La translocation bactérienne au cours de la cirrhose a été étudiée dans différents modèles
animaux 24, 25. Ainsi Llovet et al ont montré que la translocation avait lieu uniquement chez les
animaux cirrhotiques, dans 45% des cas, et que cette translocation était associée dans 60% des
cas à une ILA 32. Dans une autre étude, les germes retrouvés dans l’ascite étaient identiques à
ceux isolés des ganglions mésentériques selon leur profil de restriction après électrophorèse en
champ pulsé 33
.
Garcia-Tsao et al ont montré que la translocation était beaucoup plus fréquente
chez l’animal ascitique que chez l’animal cirrhotique sans ascite 34. Chez l’homme, les études se
heurtent à la difficulté de démontrer la translocation bactérienne en raison de l’impossibilité de
prélever des ganglions mésentériques sans chirurgie. Cependant, dans une large étude prospective
regroupant 101 patients cirrhotiques et 35 témoins non cirrhotiques, tous devant subir une
laparotomie, Cirera et al ont montré que la translocation bactérienne, définie par la présence de
bactéries dans les ganglions lymphatiques mésentériques, était d’autant plus fréquente que la
cirrhose était avancée : le score de Child-Pugh (score de sévérité de la cirrhose) était le seul
facteur de risque indépendant de translocation bactérienne chez le cirrhotique. Ainsi, la
translocation bactérienne a pu être mise en évidence chez 2,6% des témoins, 3,4% des patients au
stade Child A, 8,1% des patients au stade Child B, et 31% des patients au stade Child C. Chez les
patients cirrhotiques au stade Child C recevant une décontamination digestive sélective, la
translocation bactérienne n’a pu être mise en évidence que chez 4,5% d’entre eux 35.
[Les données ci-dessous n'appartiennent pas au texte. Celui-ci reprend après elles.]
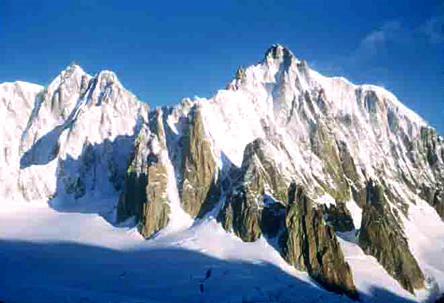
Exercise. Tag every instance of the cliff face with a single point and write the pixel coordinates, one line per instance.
(381, 236)
(309, 244)
(85, 139)
(197, 187)
(256, 195)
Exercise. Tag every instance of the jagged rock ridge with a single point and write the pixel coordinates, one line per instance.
(234, 157)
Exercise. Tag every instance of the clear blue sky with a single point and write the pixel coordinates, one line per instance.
(166, 50)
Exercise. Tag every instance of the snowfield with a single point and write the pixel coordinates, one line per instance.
(51, 256)
(65, 157)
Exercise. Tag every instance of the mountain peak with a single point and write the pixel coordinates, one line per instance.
(278, 52)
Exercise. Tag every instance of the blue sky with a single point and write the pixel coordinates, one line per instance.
(166, 50)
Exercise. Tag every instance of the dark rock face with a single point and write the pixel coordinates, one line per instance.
(309, 244)
(339, 217)
(382, 237)
(432, 190)
(197, 187)
(155, 210)
(145, 190)
(249, 211)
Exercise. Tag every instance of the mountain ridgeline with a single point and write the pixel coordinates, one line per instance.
(282, 153)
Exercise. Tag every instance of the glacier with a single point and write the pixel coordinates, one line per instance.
(68, 149)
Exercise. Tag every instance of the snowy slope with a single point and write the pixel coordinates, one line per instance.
(69, 144)
(86, 259)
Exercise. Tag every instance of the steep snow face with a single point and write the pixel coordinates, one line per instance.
(77, 138)
(281, 99)
(16, 103)
(70, 143)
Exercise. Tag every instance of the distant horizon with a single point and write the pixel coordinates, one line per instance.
(165, 52)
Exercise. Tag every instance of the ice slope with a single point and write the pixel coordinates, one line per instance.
(76, 137)
(16, 103)
(49, 256)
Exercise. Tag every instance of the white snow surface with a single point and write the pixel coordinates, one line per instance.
(50, 256)
(70, 251)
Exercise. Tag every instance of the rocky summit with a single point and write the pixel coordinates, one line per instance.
(330, 177)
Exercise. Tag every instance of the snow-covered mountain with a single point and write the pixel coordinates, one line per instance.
(314, 175)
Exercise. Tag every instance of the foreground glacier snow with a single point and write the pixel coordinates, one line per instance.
(284, 166)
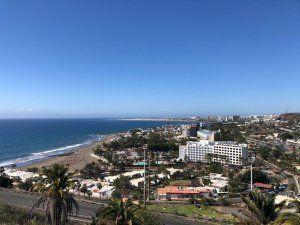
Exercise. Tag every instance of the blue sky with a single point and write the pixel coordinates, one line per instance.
(148, 58)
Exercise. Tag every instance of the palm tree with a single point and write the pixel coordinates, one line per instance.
(122, 212)
(84, 189)
(287, 219)
(262, 207)
(56, 201)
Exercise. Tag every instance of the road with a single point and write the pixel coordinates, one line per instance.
(86, 209)
(286, 173)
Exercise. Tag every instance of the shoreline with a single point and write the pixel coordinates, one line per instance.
(75, 160)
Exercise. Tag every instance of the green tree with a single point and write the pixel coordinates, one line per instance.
(119, 211)
(262, 207)
(26, 185)
(5, 181)
(84, 189)
(56, 200)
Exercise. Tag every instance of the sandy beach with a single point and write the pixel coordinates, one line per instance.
(75, 160)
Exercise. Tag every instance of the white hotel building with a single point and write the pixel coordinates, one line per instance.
(224, 152)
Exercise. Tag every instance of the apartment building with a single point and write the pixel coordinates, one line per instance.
(223, 152)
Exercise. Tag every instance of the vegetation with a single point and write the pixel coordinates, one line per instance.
(187, 210)
(26, 185)
(5, 181)
(56, 200)
(263, 210)
(92, 170)
(121, 212)
(11, 215)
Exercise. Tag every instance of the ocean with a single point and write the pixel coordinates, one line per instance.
(23, 141)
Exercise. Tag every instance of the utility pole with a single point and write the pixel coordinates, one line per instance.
(251, 172)
(144, 196)
(149, 180)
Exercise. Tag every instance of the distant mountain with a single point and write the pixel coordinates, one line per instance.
(290, 117)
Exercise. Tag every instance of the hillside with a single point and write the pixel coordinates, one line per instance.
(290, 117)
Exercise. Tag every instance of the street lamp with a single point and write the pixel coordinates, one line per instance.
(144, 196)
(251, 160)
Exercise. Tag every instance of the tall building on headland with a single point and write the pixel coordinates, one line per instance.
(191, 131)
(236, 118)
(224, 152)
(206, 135)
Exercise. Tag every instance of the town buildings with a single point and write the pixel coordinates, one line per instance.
(206, 135)
(224, 152)
(181, 193)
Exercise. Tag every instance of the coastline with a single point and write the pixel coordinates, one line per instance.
(75, 160)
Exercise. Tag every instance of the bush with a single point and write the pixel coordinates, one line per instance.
(26, 185)
(13, 215)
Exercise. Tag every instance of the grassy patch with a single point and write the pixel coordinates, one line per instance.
(188, 211)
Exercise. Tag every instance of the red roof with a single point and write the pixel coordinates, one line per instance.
(263, 185)
(182, 190)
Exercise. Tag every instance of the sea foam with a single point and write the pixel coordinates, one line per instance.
(39, 156)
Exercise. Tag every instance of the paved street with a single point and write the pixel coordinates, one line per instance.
(86, 210)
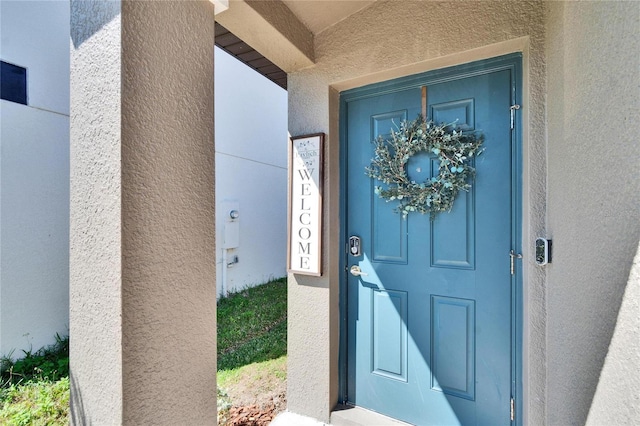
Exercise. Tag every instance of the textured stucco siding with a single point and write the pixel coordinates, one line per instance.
(142, 213)
(95, 254)
(168, 239)
(34, 179)
(593, 212)
(381, 42)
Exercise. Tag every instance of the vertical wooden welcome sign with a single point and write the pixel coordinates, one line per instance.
(305, 205)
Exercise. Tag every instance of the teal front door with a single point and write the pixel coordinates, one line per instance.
(430, 321)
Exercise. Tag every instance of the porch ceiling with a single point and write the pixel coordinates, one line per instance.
(314, 15)
(318, 15)
(231, 44)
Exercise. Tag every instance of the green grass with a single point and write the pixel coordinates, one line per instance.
(34, 390)
(252, 325)
(36, 403)
(252, 344)
(259, 371)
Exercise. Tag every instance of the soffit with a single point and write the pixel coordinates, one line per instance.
(231, 44)
(318, 15)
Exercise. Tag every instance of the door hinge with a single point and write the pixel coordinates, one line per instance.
(513, 409)
(512, 257)
(512, 110)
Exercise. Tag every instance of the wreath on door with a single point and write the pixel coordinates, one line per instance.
(455, 150)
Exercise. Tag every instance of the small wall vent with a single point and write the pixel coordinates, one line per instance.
(13, 85)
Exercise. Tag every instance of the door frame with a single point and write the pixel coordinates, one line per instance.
(512, 62)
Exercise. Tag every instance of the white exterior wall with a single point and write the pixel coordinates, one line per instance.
(34, 178)
(251, 173)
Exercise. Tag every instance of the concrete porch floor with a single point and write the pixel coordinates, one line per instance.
(343, 415)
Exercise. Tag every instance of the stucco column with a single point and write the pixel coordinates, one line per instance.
(142, 256)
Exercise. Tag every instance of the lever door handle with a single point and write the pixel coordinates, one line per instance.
(356, 271)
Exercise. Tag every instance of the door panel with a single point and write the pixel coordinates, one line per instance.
(429, 325)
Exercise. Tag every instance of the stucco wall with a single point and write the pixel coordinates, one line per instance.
(377, 44)
(593, 212)
(142, 213)
(251, 172)
(34, 178)
(95, 255)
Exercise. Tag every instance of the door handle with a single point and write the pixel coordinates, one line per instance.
(357, 272)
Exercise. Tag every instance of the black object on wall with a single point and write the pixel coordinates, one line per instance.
(13, 85)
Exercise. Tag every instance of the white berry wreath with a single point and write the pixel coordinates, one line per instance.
(454, 149)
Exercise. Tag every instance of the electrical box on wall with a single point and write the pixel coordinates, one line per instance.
(231, 239)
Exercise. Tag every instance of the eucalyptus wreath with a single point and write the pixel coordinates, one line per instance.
(453, 147)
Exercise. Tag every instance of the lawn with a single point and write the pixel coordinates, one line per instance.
(252, 347)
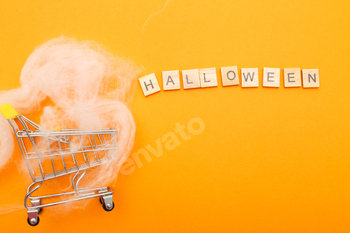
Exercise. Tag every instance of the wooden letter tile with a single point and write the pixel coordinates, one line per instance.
(208, 77)
(292, 77)
(171, 80)
(311, 78)
(149, 84)
(191, 79)
(229, 76)
(250, 77)
(271, 77)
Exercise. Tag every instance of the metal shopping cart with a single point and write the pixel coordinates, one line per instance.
(57, 153)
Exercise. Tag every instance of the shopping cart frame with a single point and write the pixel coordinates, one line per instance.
(27, 129)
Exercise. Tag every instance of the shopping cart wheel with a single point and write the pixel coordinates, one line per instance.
(33, 222)
(108, 207)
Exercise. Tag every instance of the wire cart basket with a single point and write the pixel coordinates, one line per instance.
(57, 153)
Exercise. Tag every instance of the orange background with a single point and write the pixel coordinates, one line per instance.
(269, 159)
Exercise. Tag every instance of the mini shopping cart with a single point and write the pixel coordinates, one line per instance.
(52, 154)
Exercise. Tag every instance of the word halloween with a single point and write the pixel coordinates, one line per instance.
(201, 78)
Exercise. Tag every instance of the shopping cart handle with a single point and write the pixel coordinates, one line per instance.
(8, 112)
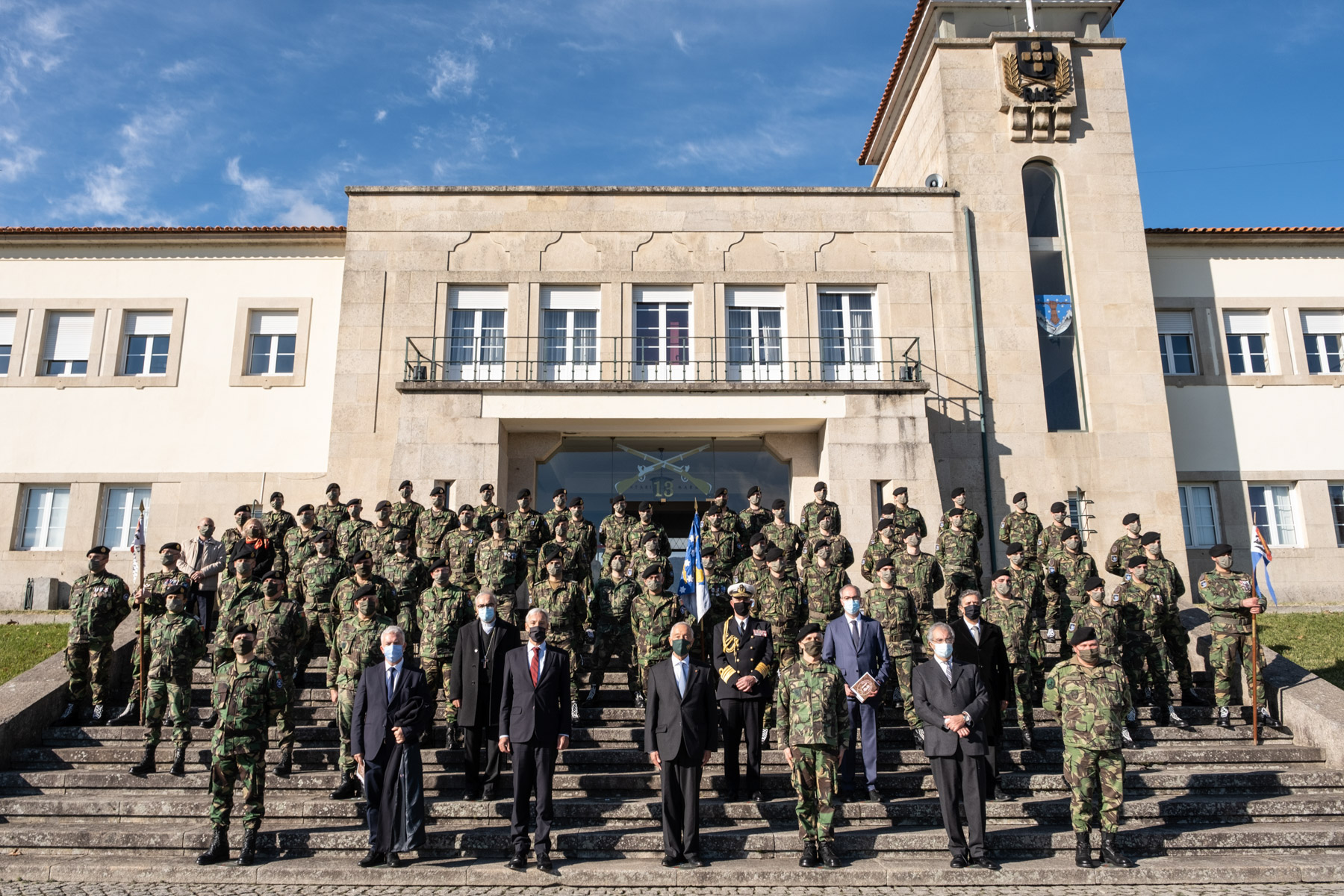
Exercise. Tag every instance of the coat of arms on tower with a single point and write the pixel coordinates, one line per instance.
(1039, 92)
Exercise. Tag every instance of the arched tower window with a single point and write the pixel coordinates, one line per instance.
(1051, 277)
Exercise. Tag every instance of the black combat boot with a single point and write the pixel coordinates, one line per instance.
(1082, 849)
(147, 765)
(1109, 855)
(218, 850)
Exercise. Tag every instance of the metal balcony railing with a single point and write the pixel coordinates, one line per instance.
(663, 359)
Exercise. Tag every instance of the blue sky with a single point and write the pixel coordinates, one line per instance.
(260, 113)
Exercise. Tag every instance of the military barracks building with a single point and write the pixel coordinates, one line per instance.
(989, 314)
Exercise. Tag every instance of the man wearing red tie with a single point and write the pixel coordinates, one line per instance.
(534, 727)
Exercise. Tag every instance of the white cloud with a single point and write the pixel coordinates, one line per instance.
(285, 206)
(449, 75)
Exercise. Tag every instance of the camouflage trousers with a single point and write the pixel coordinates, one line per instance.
(1095, 780)
(1144, 660)
(168, 695)
(437, 675)
(815, 774)
(1226, 655)
(87, 667)
(1177, 652)
(615, 641)
(248, 771)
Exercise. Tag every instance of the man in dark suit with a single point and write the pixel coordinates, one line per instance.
(475, 687)
(952, 700)
(534, 729)
(680, 731)
(981, 644)
(744, 657)
(393, 709)
(855, 644)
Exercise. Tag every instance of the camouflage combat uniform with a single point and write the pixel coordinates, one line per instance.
(815, 724)
(245, 696)
(1231, 628)
(1092, 706)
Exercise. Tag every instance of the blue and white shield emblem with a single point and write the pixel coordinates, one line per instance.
(1054, 314)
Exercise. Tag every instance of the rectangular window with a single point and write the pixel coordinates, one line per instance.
(45, 517)
(1176, 337)
(272, 343)
(1248, 341)
(147, 343)
(7, 320)
(121, 514)
(1272, 512)
(1323, 334)
(66, 348)
(1198, 514)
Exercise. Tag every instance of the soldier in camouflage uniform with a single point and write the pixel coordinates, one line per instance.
(566, 605)
(959, 556)
(406, 512)
(894, 609)
(1090, 697)
(612, 635)
(332, 514)
(502, 567)
(176, 645)
(432, 526)
(246, 694)
(154, 597)
(821, 583)
(358, 645)
(349, 534)
(409, 578)
(652, 613)
(316, 586)
(812, 514)
(1127, 546)
(1164, 574)
(281, 635)
(813, 729)
(1012, 613)
(1233, 601)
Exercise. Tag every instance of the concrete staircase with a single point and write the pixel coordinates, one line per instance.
(1209, 798)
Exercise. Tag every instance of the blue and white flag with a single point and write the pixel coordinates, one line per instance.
(692, 590)
(1260, 561)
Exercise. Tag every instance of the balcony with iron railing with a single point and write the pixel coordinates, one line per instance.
(749, 363)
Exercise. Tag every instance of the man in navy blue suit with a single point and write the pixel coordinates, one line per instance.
(855, 644)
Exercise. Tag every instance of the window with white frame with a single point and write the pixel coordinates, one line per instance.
(272, 336)
(65, 351)
(475, 346)
(45, 517)
(146, 344)
(120, 514)
(1272, 512)
(1248, 341)
(1323, 334)
(1199, 514)
(1176, 337)
(569, 332)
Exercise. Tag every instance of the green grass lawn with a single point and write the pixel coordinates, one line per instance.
(25, 647)
(1312, 640)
Après translocation, les bactéries sont drainées par le canal thoracique jusqu’à la
circulation sanguine, réalisant une véritable bactériémie qui leur permet d’atteindre l’ascite.
L’ascite a un faible taux de complément, et par conséquent une faible capacité d’opsonisation et
de bactéricidie 36, 37. Un taux faible de complément dans le liquide d’ascite représente d’ailleurs
un facteur de risque d’ILA. L’immunité locale joue un rôle important dans la pathogénie :
l’absence de réaction immunitaire et inflammatoire donne lieu à une simple colonisation souvent
transitoire de l’ascite, appelée bactérascite. A l’inverse, les réactions immunitaires et
inflammatoires sont à l’origine de toute la symptomatologie de l’ILA et des conséquences non
infectieuses, notamment sur la fonction rénale.